As he and Cheryl got ready for bed that night, he protested. “You don’t think it’s strange?”
“It was practically your idea,” she said. “I mentioned to Dad how you thought the baby might be frightened by his voice. He’s helping us get a head start.”
Josh sighed. He mentioned how other families play Mozart to their baby in the womb. The child hears whispers and soft cooing from the parents. “We should do that instead, don’t you think?”

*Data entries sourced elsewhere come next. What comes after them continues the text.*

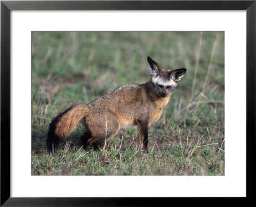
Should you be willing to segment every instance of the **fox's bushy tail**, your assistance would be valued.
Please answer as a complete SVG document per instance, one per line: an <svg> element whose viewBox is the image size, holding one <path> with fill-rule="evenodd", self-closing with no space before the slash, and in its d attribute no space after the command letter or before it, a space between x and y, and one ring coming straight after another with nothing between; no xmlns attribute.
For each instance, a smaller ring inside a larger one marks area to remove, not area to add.
<svg viewBox="0 0 256 207"><path fill-rule="evenodd" d="M54 118L49 126L46 146L49 152L54 150L61 139L65 139L79 121L84 118L88 107L81 104L67 109Z"/></svg>

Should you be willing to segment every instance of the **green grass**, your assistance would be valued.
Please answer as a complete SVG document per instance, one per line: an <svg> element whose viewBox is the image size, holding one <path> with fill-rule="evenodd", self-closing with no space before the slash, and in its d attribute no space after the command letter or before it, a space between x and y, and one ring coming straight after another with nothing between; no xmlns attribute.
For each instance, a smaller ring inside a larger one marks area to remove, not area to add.
<svg viewBox="0 0 256 207"><path fill-rule="evenodd" d="M117 87L147 82L148 56L164 68L188 70L149 128L148 154L138 150L133 127L104 150L86 151L80 125L47 153L51 119ZM224 175L224 89L223 33L33 32L31 173Z"/></svg>

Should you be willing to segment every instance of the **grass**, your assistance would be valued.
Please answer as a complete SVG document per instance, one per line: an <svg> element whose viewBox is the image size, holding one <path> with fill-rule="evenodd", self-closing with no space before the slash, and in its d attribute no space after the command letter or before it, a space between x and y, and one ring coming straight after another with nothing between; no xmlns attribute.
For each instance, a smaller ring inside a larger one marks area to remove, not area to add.
<svg viewBox="0 0 256 207"><path fill-rule="evenodd" d="M78 125L54 154L45 149L51 119L117 87L150 79L147 56L187 73L148 131L149 153L136 128L104 150L84 151ZM33 32L33 175L224 175L224 33Z"/></svg>

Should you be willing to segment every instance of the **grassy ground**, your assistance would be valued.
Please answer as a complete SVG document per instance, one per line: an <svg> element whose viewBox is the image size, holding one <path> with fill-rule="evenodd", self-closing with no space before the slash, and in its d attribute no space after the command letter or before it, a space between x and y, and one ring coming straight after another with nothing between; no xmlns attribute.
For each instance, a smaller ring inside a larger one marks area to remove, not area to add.
<svg viewBox="0 0 256 207"><path fill-rule="evenodd" d="M147 56L187 73L148 132L149 153L136 130L122 129L100 151L84 151L77 126L53 155L48 125L67 108L150 79ZM33 175L223 175L224 33L33 32Z"/></svg>

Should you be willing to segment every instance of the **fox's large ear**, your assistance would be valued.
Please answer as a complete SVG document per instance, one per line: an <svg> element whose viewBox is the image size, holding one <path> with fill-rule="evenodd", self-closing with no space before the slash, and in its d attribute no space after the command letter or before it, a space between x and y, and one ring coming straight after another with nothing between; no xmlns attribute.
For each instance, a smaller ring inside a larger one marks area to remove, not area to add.
<svg viewBox="0 0 256 207"><path fill-rule="evenodd" d="M180 81L183 75L185 75L186 71L187 70L185 68L174 70L171 72L170 77L175 82Z"/></svg>
<svg viewBox="0 0 256 207"><path fill-rule="evenodd" d="M150 57L148 57L148 63L149 69L150 70L150 74L152 76L157 76L159 74L159 65L152 59Z"/></svg>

Cheryl gave him a cool stare. “Lydia kicks when she’s upset, and she was perfectly still while Dad read to her. She’s more upset right now by your raised voice, to be honest.”
The birth went smoothly. They rushed to the hospital only a few days earlier than the due date. The epidural did its work—though Cheryl had a few rather expressive moments during delivery.
When Josh first held Lydia, the moment was indescribable. He wanted his daughter all to himself. He didn’t want anybody else to touch her.
The hospital towel seemed unworthy—too rough against Lydia’s fresh, pink skin. Josh supported the back of her head, the way he’d learned from the parenting DVDs.